Self-service configuration for BMC Helix SSO Tenant administrator
To configure self service in the Tenant
- As a SaaS administrator, log in to the BMC Helix SSO Admin Console.
- On the navigation panel, click Tenant.
- Select the appropriate Tenant for editing.
- Select the Self Service checkbox.
By default, the Self Service checkbox is disabled. Once it is checked, it provides the list of available parameters for the self service configuration. Here, you can select the appropriate type of authentication among the set of authentications created by Saas Administrator and set an AR host name and AR service port for AR Bypass authentication mechanism. Enabled Self service checkbox on a tenant level allows to limit the available authentication types for a realm.

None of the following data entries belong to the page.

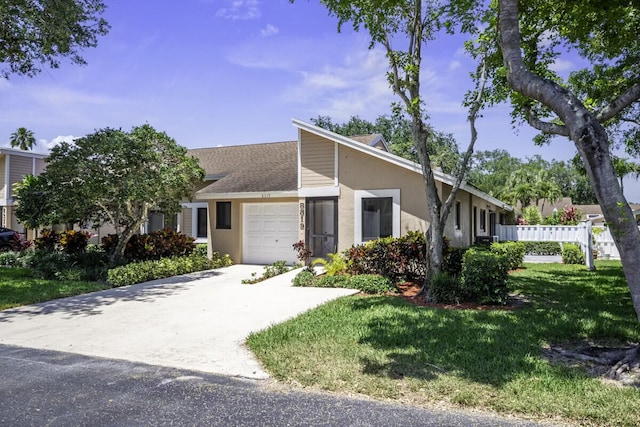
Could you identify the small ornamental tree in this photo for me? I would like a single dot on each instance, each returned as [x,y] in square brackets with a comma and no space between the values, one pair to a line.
[116,177]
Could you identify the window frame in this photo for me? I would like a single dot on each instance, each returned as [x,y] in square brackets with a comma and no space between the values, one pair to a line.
[223,222]
[201,228]
[359,195]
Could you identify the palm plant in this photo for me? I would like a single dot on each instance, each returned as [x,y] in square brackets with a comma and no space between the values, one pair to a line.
[23,139]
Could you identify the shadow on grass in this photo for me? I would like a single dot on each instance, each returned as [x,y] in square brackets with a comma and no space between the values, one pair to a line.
[92,303]
[493,347]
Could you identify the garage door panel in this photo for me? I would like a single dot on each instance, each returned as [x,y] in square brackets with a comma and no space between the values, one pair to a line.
[270,230]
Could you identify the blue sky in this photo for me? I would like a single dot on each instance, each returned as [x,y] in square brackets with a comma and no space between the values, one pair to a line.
[226,72]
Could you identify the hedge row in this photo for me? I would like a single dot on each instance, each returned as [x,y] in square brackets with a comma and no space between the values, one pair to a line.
[143,271]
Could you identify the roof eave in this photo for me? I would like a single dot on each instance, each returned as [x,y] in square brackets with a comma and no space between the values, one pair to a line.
[265,195]
[397,160]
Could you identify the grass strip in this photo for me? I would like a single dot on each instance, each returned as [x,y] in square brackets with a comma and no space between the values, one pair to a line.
[386,348]
[18,287]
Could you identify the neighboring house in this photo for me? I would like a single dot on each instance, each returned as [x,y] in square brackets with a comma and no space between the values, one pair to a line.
[328,190]
[591,213]
[14,166]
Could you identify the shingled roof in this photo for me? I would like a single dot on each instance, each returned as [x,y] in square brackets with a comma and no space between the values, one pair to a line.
[250,168]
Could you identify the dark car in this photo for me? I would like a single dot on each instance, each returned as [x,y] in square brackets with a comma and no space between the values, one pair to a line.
[9,239]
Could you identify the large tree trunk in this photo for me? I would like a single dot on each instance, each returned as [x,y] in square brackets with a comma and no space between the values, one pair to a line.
[590,139]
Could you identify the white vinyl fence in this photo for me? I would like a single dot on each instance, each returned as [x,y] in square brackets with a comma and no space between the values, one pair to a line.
[579,234]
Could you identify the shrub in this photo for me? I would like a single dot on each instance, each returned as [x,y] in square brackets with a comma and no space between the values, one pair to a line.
[47,265]
[337,264]
[570,216]
[452,262]
[395,258]
[484,277]
[514,251]
[73,241]
[445,289]
[200,249]
[333,281]
[572,254]
[531,214]
[542,248]
[152,246]
[305,278]
[371,284]
[275,269]
[9,259]
[303,253]
[143,271]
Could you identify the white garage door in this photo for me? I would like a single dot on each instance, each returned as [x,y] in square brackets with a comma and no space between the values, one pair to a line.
[270,230]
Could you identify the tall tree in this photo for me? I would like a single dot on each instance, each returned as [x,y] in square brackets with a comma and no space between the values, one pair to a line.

To configure self service in the Realm
After the configurations in the Tenant are done, navigate to the appropriate Realm to make it available for the Tenant Administrator for further configurations of the authentication settings.
- From the list of the Realms, select the necessary one.
- Click Edit Realm.
- Select the Self service checkbox.
- Save your changes.
The four tabs become available for a Tenant Administrator in addition to existed Local User management:
- Realm – make changes for branding, update Authentication settings (with no access to information about bypass)
- Session – get information about existed sessions, manage them (delete)
- OAuth2 – to manage OAuth2 related settings
- Audit – to get data about admin and end-user audited actions
Edit OAuth2 parameters
As a Tenant Administrator, you can configure all settings related to OAuth2 except the OpenID Connect Issue URL.